Résultats des élections municipales du 31 mars et thèses sur les tâches communistes internationalistes (EKIB/Turquie)

(Turc / Türk)

1-) Les élections du 31 mars ont eu pour résultat la défaite historique de l’AKP et la victoire du CHP. Ces résultats occupent une part importante dans l’ordre de jour des travailleurs et des opprimés. L’on voit de nombreuses analyses et prévisions sur le processus électoral sur les réseaux sociaux, les journaux, à la télévision et à la radio. Les organisations qui se placent du côté des travailleurs et des opprimés ; celles qui font de la politique en prenant cela comme base font également des analyses et des prévisions. Les communistes internationalistes font de même. Ce qui sépare ces derniers de tous les autres courants politiques est qu’ils ne se contentent pas seulement d’analyses et de prévisions. Ils effectuent une analyse concrète de la situation concrète en utilisant le marxisme révolutionnaire comme guide. Cela n’a qu’un seul but : déterminer la stratégie et la tactique à suivre dans la lutte des classes, ainsi que les tâches révolutionnaires concrètes.

Les révolutionnaires communistes internationalistes ne font pas l’analyse concrète de la situation concrète pour donner des conseils à une aile quelconque de la bourgeoisie, ni pour endosser le rôle d’agent de circulation des organisations réformistes, de gauche ou socialistes ni même pour prouver que ce sont eux qui avances les éléments les plus justes. Pour les révolutionnaires communistes internationalistes, l’analyse concrète de la situation concrète s’effectue afin de déterminer des tâches révolutionnaires concrètes. Toute analyse, prévision, travail académique faite sans déterminer les tâches révolutionnaires concrètes ne peut dépasser l’activisme intellectuel petit bourgeois et les palabres de gauche. Le but de notre travail ici présent n’est pas seulement d’analyser les résultats des élections du 31 mars mais également de déterminer des tâches révolutionnaires concrètes.

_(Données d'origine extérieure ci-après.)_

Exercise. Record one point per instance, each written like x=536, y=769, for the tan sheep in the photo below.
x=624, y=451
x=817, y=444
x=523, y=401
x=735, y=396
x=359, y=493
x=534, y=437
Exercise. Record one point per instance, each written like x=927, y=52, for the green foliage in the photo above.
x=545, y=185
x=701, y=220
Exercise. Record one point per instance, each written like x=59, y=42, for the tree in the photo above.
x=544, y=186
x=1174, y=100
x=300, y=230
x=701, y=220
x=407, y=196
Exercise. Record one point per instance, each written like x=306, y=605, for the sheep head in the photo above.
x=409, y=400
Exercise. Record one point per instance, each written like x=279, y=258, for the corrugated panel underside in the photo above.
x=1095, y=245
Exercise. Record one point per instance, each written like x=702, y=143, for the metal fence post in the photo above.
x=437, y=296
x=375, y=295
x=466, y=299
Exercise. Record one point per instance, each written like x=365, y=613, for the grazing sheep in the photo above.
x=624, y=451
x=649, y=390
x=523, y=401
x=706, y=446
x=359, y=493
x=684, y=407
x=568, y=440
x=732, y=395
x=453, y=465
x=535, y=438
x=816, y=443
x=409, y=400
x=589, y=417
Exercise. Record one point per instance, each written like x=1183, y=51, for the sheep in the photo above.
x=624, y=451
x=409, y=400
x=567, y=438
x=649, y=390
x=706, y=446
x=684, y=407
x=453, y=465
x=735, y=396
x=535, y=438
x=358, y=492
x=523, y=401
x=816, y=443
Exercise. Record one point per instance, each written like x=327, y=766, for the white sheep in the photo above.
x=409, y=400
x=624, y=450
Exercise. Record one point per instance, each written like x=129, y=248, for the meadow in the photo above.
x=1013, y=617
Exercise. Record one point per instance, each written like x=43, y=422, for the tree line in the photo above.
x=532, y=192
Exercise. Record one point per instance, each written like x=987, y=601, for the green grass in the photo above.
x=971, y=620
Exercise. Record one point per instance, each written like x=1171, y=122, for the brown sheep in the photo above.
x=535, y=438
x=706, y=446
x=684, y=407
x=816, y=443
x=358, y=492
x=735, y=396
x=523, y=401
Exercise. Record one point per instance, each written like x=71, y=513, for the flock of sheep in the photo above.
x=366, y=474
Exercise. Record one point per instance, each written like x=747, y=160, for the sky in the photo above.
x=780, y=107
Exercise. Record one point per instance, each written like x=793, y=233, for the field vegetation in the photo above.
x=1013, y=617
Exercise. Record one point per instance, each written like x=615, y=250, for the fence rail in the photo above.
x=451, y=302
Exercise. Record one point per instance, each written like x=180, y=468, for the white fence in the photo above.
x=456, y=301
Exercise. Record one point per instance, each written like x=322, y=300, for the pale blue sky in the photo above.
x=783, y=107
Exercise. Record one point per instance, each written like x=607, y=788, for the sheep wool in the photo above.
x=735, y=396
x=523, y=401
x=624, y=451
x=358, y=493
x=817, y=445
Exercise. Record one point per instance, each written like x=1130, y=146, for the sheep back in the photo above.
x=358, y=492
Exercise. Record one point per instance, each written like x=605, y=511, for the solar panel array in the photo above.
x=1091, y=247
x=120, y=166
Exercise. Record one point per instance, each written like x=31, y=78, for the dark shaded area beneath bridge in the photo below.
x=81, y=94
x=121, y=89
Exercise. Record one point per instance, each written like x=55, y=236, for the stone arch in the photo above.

2-) Erdoğan qui est sorti victorieux des élections présidentielles de 2023 a connu une grande défaite lors des élections qui ont lieu moins d’un an plus tard. L’AKP a perdu pour la première fois de son histoire son caractéristique de premier parti. Le gouvernement AKP est désormais tombé dans une situation de gouvernement minoritaire. Afin de maintenir son pouvoir, il a besoin d’élargir l’alliance populaire et de le restaurer. Cette situation provoquera des luttes entre fractions au sein de cette alliance, un approfondissement des crises politiques et une aggravation des crises de gouvernance. L’alliance populaire entre dans un virage où il aura à craindre pour Erdoğan et où le risque de tomber du précipice sera élevé.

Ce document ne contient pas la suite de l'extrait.